The duo of onboard cosmonauts of Expedition 50, successfully upgraded the power system of International Space Station (ISS) during their momentous venture outside of the station. The spacewalking, which commenced on 6th January 2017, at 7.23 am EST by Shane Kimbrough and Peggy Whitson, ended up upgrading the battery section of the station. Friday, the spacewalking astronauts, successfully replaced the old batteries of the station and hooked up new and powerful batteries on the extensive power grid of the International Space Station.
NASA, the operating head of the mission confirmed the successful completion of the mission over this weekend. As said by NASA, the duo of astronauts effectively replaced the old batteries with three new powerful batteries. Now, all three lithium-ion batteries are operating efficiently, and with this, the organization has got a triumphant kick start to the long-term attempt of improving the old solar power system.
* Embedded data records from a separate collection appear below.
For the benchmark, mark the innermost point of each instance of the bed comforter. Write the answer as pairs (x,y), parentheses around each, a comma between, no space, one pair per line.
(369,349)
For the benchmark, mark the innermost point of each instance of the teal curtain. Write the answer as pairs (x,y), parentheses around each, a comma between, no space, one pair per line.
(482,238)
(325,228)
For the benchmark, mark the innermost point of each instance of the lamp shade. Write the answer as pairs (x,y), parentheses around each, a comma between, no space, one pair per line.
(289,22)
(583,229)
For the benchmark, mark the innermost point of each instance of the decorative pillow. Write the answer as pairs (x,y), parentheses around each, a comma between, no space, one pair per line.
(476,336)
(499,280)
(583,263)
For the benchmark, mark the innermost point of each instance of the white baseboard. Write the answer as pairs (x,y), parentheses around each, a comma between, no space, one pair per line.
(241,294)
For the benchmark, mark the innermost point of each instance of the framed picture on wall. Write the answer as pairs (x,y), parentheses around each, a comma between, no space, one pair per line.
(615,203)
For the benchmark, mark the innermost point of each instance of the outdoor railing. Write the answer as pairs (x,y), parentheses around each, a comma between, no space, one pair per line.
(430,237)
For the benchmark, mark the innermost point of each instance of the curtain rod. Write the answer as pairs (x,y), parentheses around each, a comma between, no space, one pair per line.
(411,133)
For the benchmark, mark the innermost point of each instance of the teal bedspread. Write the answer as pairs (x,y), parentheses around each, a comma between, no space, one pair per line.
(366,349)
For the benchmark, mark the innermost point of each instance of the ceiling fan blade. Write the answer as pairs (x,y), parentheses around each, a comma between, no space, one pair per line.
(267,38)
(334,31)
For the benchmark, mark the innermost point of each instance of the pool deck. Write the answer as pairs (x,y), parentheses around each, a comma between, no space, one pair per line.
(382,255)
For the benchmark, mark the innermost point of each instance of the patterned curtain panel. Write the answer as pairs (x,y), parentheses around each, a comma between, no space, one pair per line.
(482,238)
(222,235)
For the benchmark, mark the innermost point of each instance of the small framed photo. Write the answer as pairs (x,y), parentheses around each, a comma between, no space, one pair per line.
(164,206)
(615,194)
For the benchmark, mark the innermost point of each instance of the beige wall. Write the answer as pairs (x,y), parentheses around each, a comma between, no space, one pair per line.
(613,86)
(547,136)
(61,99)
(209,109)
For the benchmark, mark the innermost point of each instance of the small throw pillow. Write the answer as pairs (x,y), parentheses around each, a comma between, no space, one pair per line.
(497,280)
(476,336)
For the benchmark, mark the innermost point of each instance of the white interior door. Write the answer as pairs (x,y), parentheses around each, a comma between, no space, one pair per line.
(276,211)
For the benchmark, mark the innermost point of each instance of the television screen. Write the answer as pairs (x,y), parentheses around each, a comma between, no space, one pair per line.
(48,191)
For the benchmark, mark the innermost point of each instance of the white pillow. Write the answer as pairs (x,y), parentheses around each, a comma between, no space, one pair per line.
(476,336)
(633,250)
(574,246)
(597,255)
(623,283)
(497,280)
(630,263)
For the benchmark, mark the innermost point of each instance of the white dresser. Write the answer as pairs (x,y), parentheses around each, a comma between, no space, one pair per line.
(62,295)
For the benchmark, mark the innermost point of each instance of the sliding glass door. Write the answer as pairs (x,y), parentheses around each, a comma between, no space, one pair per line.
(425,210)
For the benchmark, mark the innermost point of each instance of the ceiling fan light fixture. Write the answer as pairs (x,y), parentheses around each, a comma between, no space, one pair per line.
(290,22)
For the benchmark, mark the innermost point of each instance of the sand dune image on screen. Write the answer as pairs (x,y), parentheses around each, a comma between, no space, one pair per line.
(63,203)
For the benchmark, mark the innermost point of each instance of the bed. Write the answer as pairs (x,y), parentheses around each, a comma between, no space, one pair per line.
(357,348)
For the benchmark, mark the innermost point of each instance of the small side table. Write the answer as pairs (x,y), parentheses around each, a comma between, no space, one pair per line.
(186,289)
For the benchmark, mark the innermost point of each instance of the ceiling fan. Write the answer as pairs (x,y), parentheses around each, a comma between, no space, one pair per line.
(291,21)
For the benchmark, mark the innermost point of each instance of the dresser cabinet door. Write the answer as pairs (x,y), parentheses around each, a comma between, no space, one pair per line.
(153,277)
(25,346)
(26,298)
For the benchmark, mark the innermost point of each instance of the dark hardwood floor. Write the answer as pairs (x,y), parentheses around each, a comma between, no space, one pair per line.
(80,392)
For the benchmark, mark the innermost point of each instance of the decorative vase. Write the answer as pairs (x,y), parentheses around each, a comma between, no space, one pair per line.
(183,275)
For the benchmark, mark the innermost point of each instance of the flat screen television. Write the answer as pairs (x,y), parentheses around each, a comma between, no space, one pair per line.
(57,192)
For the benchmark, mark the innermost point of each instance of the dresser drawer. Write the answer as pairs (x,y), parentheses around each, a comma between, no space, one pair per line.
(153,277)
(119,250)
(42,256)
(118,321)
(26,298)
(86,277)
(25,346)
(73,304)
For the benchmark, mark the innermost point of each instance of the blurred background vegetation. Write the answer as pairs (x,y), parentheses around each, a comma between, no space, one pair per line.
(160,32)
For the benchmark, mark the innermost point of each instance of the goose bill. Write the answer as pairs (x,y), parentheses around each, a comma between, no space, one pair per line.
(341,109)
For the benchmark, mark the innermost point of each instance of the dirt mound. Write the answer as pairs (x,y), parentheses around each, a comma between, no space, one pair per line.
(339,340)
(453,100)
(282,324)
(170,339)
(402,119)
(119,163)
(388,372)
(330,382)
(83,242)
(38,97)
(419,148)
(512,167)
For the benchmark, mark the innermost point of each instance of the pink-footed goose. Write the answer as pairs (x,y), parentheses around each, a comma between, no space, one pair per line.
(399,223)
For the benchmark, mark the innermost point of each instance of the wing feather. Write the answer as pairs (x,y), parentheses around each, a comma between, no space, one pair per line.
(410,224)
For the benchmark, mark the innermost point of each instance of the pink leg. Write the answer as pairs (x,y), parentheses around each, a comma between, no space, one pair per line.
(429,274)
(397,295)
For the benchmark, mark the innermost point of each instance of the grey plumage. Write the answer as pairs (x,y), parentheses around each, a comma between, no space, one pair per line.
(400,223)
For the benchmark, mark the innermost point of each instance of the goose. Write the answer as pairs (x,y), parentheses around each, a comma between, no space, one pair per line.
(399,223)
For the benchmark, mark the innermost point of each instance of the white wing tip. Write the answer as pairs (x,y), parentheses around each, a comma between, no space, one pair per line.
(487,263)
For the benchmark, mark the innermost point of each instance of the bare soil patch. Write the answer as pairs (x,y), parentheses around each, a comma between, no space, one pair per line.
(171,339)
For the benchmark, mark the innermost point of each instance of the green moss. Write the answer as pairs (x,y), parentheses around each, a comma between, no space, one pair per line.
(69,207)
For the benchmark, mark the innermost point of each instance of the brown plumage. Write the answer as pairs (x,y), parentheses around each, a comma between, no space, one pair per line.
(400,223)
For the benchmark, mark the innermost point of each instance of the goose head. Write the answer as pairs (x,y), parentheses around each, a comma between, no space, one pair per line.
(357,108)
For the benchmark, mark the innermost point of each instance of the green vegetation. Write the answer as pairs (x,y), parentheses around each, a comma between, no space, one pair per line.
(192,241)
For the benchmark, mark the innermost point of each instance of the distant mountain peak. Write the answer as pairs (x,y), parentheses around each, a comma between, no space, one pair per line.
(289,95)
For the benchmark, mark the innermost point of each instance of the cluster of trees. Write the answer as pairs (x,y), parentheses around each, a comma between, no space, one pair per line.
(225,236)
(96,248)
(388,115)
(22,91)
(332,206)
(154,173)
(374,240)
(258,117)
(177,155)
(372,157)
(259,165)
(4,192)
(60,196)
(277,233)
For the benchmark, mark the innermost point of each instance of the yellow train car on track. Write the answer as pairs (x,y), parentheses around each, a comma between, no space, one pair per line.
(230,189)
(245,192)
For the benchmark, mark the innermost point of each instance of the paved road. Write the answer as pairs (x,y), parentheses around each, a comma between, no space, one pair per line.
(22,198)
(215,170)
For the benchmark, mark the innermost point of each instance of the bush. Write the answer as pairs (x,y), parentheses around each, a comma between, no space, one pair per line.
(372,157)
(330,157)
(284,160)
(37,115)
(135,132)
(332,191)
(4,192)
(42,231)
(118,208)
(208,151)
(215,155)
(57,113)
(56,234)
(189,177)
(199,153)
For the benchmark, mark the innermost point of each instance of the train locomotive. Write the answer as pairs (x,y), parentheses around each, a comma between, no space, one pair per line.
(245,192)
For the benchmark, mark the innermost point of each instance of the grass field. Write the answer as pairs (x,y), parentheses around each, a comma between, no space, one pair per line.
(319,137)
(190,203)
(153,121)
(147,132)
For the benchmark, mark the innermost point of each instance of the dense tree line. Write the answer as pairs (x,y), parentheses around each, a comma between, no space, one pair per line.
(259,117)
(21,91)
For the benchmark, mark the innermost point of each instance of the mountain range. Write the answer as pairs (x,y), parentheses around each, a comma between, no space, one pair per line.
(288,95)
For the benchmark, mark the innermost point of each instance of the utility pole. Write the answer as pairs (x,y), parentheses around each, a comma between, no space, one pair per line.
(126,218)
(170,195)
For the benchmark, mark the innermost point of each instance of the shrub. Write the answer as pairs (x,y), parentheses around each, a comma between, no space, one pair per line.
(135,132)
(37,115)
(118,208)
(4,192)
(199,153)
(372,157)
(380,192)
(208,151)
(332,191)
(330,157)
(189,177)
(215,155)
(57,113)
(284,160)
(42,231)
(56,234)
Before walking out the station, the Chief flight Commander Shane Kimbrough and the oldest woman on space – Peggy Whitson assisted by a robot, called Dextre, a bulky machine with 11-foot arms that handled the majority of the mumble task.
The US-born veteran astronaut Shane Kimbrough and the American biochemistry researcher and NASA’s cosmonaut Peggy Whitson ventured out of the ISS for more than six hours and the mission was to install three battery adapter plates for upgrading the power segment of the station and constitute electrical connections in grounding for a fresh set of batteries for their installation on the space station. While the mission of battery replacement was planned for six hours, the veteran spacewalkers reached their goals in a little more than four hours, leaving sufficient time to conclude three other “get-ahead” operations. During the spacewalk, the astronauts also snapped few pictures of the space.
As said by NASA, currently, the ISS has all 48 nickel-hydrogen batteries and the agency is expecting to take two to three years to replace all the batteries and fully upgrade the solar power system of the ISS. The newly installed lithium-ion batteries are so well-organized that only 24 can be served out the effort of 48 batteries, saving liberty for other elements throughout supply runs.
After spending Six and a half hours outside the ISS, Kimbrough said, “I look forward to carrying out such missions yet again.”